Join Identification I

Suppose that you have two simple data frames G and H.

Data frame G
id val
A 1
C 2
C 3
B 4
Data frame H
id ue
E 9
A 8
B 7
B 6
D 5

For each join situation below identify how many rows and columns you would expect in the resulting data frame. [Think deeply about your answers here but note that you will not be graded on your answers to these questions.]

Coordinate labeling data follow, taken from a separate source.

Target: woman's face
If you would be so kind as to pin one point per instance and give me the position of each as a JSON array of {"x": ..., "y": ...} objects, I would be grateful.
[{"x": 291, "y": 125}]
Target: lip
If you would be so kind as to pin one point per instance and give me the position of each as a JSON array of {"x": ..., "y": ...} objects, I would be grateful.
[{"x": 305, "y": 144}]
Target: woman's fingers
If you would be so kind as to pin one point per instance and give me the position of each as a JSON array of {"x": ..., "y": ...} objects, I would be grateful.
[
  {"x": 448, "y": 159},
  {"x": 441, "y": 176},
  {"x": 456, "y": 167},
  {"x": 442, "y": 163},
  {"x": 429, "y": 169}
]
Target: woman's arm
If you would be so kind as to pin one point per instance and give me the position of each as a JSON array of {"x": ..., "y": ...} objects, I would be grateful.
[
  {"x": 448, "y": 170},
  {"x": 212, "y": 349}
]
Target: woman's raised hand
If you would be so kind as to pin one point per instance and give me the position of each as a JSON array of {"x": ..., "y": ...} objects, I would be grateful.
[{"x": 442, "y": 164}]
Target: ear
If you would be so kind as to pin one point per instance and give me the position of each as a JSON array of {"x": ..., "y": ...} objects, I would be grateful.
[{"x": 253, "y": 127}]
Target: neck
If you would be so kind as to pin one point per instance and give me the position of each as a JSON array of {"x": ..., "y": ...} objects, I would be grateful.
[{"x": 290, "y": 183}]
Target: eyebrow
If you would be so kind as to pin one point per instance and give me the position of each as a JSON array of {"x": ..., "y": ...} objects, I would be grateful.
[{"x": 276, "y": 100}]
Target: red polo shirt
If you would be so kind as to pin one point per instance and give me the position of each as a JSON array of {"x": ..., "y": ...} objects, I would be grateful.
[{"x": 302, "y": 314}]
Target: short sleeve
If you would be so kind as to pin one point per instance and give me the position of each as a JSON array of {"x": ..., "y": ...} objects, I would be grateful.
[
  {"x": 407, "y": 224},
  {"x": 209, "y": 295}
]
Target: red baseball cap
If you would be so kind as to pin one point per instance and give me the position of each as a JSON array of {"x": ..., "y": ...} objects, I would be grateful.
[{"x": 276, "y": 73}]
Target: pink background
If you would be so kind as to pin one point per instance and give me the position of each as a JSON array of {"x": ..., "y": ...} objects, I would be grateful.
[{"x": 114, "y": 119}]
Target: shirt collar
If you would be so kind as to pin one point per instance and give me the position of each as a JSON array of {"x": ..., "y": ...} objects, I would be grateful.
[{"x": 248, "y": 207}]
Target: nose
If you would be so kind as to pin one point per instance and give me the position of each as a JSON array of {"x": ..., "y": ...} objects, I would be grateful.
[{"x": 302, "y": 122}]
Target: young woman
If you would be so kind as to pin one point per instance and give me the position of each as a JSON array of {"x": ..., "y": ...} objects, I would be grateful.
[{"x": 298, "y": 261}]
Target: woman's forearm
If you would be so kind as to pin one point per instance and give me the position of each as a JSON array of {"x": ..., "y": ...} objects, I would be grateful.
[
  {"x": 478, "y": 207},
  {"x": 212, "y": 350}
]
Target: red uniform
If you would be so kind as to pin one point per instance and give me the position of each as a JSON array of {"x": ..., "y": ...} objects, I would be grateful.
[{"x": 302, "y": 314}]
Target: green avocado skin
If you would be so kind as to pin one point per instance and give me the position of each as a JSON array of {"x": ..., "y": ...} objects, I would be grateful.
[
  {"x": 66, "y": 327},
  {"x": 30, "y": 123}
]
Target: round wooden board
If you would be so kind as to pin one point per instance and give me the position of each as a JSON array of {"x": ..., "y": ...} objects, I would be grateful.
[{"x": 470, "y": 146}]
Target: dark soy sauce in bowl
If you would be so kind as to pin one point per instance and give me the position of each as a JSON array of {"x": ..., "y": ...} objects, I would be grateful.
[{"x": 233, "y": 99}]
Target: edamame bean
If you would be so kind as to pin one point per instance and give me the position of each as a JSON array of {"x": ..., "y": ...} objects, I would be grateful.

  1. inner_join(G,H,by="id")
  2. left_join(G,H,by="id")
  3. right_join(G,H,by="id")
  4. full_join(G,H,by="id")
  5. semi_join(G,H,by="id")
  6. anti_join(G,H,by="id")

 

Join Identification II

Create data frames in R that match the G and H data frames from the “Join Identification I” question. Check your expected number of row and columns for each join type using the requisite functions in R. Were each of your answers correct? Which ones (if any) were not correct and where do you think your reasoning went awry?

 

Join Identification III

Suppose that you have two simple data frames A and B.

Data frame A
uniq meas1 meas2
A13 34 sun
A15 87 sun
A15 65 moon
A16 33 moon
A16 12 sun
Data frame B
uniq meas3
A14 am
A15 pm
A16 am
A17 pm

What kind of join was applied to A and B to create each data frame below? [Think deeply about your answers here but note that you will not be graded on your answers to these questions.]

  1. Data frame Z
  2. uniq meas1 meas2 meas3
    A15 87 sun pm
    A15 65 moon pm
    A16 33 moon am
    A16 12 sun am
  3. Data frame Y
  4. uniq meas1 meas2
    A15 87 sun
    A15 65 moon
    A16 33 moon
    A16 12 sun
  5. Data frame X
  6. uniq meas1 meas2 meas3
    A15 87 sun pm
    A15 65 moon pm
    A16 33 moon am
    A16 12 sun am
    A14 NA NA am
    A17 NA NA pm
  7. Data frame W
  8. uniq meas1 meas2
    A13 34 sun
  9. Data frame V
  10. uniq meas1 meas2 meas3
    A13 34 sun NA
    A15 87 sun pm
    A15 65 moon pm
    A16 33 moon am
    A16 12 sun am
    A14 NA NA am
    A17 NA NA pm
  11. Data frame U
  12. uniq meas1 meas2 meas3
    A13 34 sun NA
    A15 87 sun pm
    A15 65 moon pm
    A16 33 moon am
    A16 12 sun am
  13. Data frame T
  14. uniq meas3 meas1 meas2
    A14 am NA NA
    A15 pm 87 sun
    A15 pm 65 moon
    A16 am 33 moon
    A16 am 12 sun
    A17 pm NA NA

 

Join Identification IV

  1. Create data frames in R that match the A and B data frames from the “Join Identification III” question.
  2. Use join commands in R to create each of the Z, Y, W, V, U, and T data frames in the “Join Identification III” questions from the A and B data frames. Show your code and the complete resulting data frame.
  3. Reflect on your answers in “Join Identification III” and the results here. Were each of your answers in “Join Identification III” correct? Which ones (if any) were not correct and where do you think your reasoning went awry?

 

Ski Club

A group of 16 competitive but amateur skiers formed a loosely-knit “club” to motivate themselves to keep skiing. The record keeper for the club developed a data organization scheme that uses four sheets in this Excel file. The “skiers” sheet has information about each skier including a unique bibID code. The “races” sheet has information about each ski race that members of the club partook in and includes a unique “raceID” code. To date, two races have been entered into the spreadsheet. The “race19” sheet has results from the first race (i.e., raceID==1) for each of the members that participated in that race. The “race20” sheet is the same for the second race (i.e., raceID==2). Download the Excel file and load each sheet into a separate dataframe in R. Use these data frames to perform the following tasks. Show your R code and the resulting data frame.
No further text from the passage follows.